Dünya gazetesi yazarı Ali Ekber Ertürk, Türkiye'nin gebe düve ihtiyacını karşılaması için kurulan merkezlerin iflasın eşiğinde olduğunu yazdı. Ertürk, devletin "Düve ithalatına izin verilmeyecek, ülkenin ihtiyacını siz satacaksınız" dediği merkezlerin yatırımcılarının "Bizi en çok üzen, Faruk Çelik'in görevden ayrılmasından sonra hiç kimsenin bu projeyle ilgilenmemesi, bakanlıkta muhatap bulamıyoruz" ifadelerini kullandığını aktardı.
Ertürk'ün bugünkü yazısının bir kısmı şöyle:
Türkiye yıllardır gebe düve ihtiyacının büyük bölümünü ithal ediyor. Bu ihtiyacı yurt içinden karşılamak, et ve süt üretiminin artırılması, sektörün geleceği açısından önemliydi.
Proje ile gebe düve ithal etmek yerine, 32 ilde kurulacak damızlık merkezlerinde boş düveler tohumlanarak gebe olarak satılacaktı. Bunun için devlet yüzde 50 hibe desteği sağlıyor. Gebe düve ithal eden Türkiye, ihracat yapacaktı.
Düve merkezi kuranlara "Düve ithalatına izin verilmeyecek, ülkenin ihtiyacını siz satacaksınız" denildi. Düve merkezi kurmak büyük bir avantajdı. Bu avantajı elde edenlere "başınıza devlet kuşu kondu" denildi.
Fakat, ithalat aynen devam etti. Milyonlarca lira yatırımla kurulan düve merkezlerindeki gebe düvelere ise alıcı çıkmadı. Gebe hayvanlar doğurmaya başlayınca yavruları alınıyor, anaları ise kesime gönderiliyor.

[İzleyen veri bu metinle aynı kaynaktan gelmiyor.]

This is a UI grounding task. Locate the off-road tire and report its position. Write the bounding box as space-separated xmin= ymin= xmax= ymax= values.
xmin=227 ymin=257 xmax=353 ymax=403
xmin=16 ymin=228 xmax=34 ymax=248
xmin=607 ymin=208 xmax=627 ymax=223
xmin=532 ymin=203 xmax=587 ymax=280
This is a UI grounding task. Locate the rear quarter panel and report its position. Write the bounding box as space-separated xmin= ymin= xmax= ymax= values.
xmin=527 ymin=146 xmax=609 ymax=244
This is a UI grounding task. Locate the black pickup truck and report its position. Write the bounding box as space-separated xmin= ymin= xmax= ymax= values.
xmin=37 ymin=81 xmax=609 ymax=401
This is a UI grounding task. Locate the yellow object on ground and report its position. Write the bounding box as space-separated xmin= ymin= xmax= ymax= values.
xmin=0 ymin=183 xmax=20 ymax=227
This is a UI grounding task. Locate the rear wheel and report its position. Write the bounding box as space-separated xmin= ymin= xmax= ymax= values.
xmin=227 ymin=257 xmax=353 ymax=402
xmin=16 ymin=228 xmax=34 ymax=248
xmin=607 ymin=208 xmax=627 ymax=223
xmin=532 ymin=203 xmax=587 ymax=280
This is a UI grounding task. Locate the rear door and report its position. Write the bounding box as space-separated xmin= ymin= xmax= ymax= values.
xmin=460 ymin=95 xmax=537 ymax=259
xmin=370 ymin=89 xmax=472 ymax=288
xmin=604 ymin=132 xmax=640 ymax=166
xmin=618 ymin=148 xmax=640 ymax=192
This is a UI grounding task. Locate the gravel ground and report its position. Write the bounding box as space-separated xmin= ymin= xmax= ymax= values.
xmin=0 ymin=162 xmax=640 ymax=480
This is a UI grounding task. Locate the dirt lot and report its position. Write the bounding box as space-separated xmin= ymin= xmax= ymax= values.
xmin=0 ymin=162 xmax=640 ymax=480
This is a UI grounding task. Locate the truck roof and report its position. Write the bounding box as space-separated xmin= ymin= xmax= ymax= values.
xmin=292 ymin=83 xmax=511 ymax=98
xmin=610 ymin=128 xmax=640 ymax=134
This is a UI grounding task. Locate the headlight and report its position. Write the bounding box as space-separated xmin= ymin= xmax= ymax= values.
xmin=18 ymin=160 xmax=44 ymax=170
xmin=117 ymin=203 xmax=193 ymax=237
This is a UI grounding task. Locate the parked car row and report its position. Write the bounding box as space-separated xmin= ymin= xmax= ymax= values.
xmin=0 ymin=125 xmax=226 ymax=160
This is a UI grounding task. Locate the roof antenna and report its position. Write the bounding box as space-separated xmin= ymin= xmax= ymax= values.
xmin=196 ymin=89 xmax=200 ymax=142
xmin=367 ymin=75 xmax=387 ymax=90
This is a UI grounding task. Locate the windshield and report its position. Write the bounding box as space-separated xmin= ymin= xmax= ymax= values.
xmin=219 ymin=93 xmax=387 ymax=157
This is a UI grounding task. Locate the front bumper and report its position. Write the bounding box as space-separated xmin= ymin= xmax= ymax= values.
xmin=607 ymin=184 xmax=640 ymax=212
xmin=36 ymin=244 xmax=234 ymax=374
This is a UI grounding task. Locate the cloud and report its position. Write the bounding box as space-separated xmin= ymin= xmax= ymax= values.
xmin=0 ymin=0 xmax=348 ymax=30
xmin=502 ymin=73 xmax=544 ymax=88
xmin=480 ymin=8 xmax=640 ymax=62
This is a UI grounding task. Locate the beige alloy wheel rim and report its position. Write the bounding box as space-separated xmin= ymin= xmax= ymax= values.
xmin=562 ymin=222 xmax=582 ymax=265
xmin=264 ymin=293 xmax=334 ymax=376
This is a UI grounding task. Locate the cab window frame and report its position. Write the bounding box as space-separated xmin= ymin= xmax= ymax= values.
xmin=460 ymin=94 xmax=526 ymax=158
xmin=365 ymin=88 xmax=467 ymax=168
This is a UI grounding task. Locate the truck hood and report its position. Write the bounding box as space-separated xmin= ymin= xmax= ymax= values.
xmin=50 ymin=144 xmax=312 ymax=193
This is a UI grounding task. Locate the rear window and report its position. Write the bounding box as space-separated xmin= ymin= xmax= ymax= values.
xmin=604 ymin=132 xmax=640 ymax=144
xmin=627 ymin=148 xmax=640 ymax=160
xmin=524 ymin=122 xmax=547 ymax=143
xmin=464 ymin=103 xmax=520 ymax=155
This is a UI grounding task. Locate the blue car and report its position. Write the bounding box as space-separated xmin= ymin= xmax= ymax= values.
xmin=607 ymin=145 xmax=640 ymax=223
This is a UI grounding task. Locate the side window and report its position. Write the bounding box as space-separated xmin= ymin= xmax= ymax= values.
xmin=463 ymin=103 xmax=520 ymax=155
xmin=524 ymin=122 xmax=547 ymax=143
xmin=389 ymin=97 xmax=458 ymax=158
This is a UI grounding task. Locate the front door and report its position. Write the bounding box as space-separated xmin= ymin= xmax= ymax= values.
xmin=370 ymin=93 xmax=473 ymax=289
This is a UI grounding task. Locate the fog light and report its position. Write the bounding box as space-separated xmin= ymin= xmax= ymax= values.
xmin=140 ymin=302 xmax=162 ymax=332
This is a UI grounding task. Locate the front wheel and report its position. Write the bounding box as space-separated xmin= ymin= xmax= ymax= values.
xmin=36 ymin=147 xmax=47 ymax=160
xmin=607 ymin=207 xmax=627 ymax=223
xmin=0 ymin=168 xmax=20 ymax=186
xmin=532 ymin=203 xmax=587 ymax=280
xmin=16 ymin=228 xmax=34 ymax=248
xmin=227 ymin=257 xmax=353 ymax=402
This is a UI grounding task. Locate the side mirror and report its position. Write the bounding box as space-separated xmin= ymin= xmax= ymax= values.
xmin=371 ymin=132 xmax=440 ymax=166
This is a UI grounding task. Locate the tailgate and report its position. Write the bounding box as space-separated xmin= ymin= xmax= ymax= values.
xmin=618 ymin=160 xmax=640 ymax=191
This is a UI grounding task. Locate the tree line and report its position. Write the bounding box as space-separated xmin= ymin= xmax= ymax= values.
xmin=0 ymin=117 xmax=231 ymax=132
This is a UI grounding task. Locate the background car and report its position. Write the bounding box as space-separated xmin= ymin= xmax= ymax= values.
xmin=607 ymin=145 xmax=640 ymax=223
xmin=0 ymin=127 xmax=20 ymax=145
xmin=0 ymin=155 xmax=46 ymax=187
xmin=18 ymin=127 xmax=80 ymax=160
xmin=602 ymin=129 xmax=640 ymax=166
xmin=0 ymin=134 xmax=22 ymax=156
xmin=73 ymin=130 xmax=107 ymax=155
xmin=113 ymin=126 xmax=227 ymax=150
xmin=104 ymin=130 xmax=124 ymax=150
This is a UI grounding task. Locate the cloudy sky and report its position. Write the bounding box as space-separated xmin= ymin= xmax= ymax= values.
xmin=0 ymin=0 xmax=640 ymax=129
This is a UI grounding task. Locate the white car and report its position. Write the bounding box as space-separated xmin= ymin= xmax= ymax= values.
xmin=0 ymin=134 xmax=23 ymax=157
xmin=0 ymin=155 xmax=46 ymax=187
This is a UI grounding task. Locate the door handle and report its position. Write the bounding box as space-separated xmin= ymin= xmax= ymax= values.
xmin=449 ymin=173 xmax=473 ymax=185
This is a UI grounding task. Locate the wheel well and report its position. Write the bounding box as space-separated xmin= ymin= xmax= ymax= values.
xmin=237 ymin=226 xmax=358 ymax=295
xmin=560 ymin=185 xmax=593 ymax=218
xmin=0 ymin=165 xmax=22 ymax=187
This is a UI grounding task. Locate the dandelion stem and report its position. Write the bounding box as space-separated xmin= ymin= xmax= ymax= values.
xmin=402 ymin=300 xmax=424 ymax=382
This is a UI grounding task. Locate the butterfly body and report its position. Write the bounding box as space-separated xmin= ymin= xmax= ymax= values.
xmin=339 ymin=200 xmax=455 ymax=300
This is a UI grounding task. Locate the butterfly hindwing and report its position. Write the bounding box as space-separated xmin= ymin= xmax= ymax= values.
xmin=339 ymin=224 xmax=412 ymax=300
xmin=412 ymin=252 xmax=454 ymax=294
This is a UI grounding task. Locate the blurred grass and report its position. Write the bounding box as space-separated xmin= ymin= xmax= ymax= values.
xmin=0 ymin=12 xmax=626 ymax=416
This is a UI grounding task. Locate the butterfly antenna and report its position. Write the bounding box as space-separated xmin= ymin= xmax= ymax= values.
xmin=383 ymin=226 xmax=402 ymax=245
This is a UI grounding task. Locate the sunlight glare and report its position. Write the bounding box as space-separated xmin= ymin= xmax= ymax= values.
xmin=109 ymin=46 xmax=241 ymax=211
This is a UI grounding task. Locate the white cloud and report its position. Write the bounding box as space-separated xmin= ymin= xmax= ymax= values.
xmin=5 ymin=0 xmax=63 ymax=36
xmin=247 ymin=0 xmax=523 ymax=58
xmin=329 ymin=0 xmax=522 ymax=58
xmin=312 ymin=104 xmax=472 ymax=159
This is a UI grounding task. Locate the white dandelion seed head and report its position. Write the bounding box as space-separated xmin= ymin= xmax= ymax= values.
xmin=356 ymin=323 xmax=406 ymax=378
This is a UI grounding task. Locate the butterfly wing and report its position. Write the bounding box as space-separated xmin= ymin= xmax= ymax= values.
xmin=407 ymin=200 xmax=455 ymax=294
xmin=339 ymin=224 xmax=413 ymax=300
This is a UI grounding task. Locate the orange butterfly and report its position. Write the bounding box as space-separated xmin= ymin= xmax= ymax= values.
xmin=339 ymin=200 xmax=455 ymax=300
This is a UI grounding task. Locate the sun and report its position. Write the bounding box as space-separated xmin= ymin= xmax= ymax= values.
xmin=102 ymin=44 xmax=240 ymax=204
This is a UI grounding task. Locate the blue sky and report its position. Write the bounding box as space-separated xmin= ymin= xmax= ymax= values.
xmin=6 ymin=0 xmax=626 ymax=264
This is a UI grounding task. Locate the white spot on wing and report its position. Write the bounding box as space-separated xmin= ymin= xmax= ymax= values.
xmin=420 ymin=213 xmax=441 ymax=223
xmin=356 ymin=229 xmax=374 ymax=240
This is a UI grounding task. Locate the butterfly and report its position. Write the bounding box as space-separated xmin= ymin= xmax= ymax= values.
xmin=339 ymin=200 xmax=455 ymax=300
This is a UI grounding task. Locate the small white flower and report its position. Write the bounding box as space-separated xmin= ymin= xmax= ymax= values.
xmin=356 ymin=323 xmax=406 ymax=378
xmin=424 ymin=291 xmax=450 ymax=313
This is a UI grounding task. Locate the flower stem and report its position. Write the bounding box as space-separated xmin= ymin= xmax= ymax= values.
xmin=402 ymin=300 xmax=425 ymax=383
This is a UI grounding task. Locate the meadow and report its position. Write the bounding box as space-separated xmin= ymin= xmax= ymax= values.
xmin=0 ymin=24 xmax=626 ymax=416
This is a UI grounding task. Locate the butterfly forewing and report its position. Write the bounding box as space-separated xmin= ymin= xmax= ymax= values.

Bugün birçok düve merkezi can çekişiyor. İflasın eşiğine gelenler var. Konuştuğumuz düve merkezi yatırımcıları özetle şunları söylüyor: "Bakanlığın ilgisizliği, yanlış politikalar hem bizim hem de devlet kaynaklarının heba olmasına neden oldu. Büyük umutlarla kurduğumuz düve merkezleri dert merkezi oldu. Süt hayvancılığından kaçış var. Yeni yatırımcı hemen hiç yok. Bu nedenle düveleri satamıyoruz. İflas noktasına geldik. Bizi en çok üzen, Faruk Çelik'in görevden ayrılmasından sonra hiç kimsenin bu projeyle ilgilenmemesi, bakanlıkta muhatap bulamıyoruz."
Projeyi uygulamaya koyan eski Tarım Bakanı Faruk Çelik ile görüştüm. O da gelinen noktadan çok rahatsız. Amaçlarının hayvancılıkta ithalatı bitirmek olduğunu söylüyor.
Özetle, bakandan bakana değişen politikalar sonucu ülkenin kaynakları heba ediliyor. Üretimi artırıcı projeler yerine ithalat destekleniyor. Hem üretici hem de tüketici kaybediyor. Sadece mutlu bir azınlık, ithalat lobisi köşeyi dönüyor.